Healthchecks fail because container crashes before HTTP server starts.
Questions for NVIDIA Engineering
A) Regarding the 49B model (llama-3.3-nemotron-super-49b-v1.5)
-
Is sm_121 (GB10) fully supported by the Triton / vLLM versions bundled in this image?
-
Is there a newer NIM version required (e.g., 1.14.0 or later)?
-
Is this a known issue where LLVM/Triton do not yet support Blackwell kernels for this model?
B) Regarding the Nemotron Nano 9B DGX-Spark variant
-
What specific NGC entitlements or organization memberships are required to access:
org/nim/team/nvidia/models/nemotron-nano-9b-v2 -
Is this model gated behind NVIDIA AI Enterprise / NIM licensing?
-
Should DGX Spark customers automatically receive access to these DGX-Spark-tagged models?
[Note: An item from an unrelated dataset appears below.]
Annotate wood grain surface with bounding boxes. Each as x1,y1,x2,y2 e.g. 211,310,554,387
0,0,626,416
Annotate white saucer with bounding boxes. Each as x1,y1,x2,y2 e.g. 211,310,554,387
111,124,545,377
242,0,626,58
C) Availability / Support Matrix
-
Is there an up-to-date compatibility matrix for NIM LLM containers running on DGX Spark (GB10)?
-
Are there alternative NIM LLM containers officially supported today for this architecture?
Please let me know if additional diagnostics or traces are needed. I am available to test updated containers or patches immediately.